Although accurate predictions are difficult, some generalizations can be made. Recovery from hypoxic and diffuse axonal injury (DAI) takes longer and is less complete than focal contusions. Posttraumatic amnesia is the main predictor of long-term cognitive outcome. In moderate/severe TBI (m/sTBI) occurs chronic lesion expansion (axonal degeneration) and brain atrophy. DAI topography determinates the cognitive disfunction pattern yet underestimated in conventional neuroimaging. Diffusion-Tension-Imaging (DTI) may be valuable to outcome predictions in m/sTBI: structural disconnection within the Default Mode and the Salience Networks are linked to attention and executive impairments; hippocampus and fornix damage correlates with memory/learning impairments. Conversely, DTI findings can be misleading in mild TBI (mTBI), and case-by-case analysis seldomly prove its scientific validity.
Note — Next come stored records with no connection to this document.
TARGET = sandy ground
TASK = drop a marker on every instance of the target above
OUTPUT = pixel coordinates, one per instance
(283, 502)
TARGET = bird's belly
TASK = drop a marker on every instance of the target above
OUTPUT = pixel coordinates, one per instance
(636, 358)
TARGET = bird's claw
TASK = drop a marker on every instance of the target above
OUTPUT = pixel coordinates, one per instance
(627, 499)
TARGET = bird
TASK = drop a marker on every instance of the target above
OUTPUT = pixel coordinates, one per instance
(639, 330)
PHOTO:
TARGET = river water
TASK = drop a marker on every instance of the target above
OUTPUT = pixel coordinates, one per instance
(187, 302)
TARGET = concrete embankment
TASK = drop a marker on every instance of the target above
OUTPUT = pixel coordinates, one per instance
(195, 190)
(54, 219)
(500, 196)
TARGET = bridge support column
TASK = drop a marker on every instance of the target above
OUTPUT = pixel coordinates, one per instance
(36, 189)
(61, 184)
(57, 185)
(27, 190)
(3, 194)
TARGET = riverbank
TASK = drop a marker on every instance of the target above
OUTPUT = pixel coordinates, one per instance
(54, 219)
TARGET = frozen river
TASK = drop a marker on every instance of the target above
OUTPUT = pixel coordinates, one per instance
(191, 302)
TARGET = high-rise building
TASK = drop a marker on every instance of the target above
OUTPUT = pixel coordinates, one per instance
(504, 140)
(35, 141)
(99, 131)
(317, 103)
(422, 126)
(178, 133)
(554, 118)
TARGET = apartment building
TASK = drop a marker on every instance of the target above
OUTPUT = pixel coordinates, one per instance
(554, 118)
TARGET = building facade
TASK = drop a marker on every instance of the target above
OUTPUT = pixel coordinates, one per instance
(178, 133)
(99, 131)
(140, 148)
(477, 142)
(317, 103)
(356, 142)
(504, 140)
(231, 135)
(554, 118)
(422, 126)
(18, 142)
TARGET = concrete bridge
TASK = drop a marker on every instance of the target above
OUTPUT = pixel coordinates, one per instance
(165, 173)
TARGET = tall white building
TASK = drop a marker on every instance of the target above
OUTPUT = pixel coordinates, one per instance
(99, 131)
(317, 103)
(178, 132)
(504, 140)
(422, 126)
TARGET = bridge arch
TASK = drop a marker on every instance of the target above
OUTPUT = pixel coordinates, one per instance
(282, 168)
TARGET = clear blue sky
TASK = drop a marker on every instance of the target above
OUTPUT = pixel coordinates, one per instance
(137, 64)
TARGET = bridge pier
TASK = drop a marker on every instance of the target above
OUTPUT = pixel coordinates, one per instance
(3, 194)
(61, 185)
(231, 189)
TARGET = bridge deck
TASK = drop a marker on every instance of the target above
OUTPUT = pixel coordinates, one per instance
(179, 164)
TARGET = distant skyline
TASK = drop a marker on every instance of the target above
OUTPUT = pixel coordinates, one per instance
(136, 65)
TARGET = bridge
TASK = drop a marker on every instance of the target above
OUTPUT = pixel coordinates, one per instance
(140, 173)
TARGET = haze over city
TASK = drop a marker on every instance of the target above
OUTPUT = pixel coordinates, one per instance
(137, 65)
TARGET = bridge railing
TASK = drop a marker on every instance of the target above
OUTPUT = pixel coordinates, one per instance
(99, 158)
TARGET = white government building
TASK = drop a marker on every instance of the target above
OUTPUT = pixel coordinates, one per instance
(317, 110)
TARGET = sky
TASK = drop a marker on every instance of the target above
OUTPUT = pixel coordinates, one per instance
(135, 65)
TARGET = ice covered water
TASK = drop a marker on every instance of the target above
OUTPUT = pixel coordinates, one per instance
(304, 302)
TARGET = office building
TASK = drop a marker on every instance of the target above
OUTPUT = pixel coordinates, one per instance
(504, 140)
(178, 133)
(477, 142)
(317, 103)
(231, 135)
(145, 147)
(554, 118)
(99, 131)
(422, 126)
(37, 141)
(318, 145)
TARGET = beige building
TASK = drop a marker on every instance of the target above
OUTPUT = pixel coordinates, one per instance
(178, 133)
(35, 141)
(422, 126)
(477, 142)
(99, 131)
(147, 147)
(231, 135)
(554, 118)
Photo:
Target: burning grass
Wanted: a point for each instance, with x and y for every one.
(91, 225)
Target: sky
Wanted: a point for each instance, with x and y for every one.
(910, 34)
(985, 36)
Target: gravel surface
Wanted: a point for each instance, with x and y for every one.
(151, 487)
To elaborate formulations within reasonable medical certainty, outcome predictions should not be made until at least six months following the TBI, considering that most mTBI symptoms resolve in few months, and up to 1-½ years, when m/sTBI neuropathologic changes stabilize. The neurobiological underpinnings are fundamental for causality formulations, however atypical outcomes in mTBI are frequently predicated upon non–brain-injury psychiatric conditions and psychosocial factors.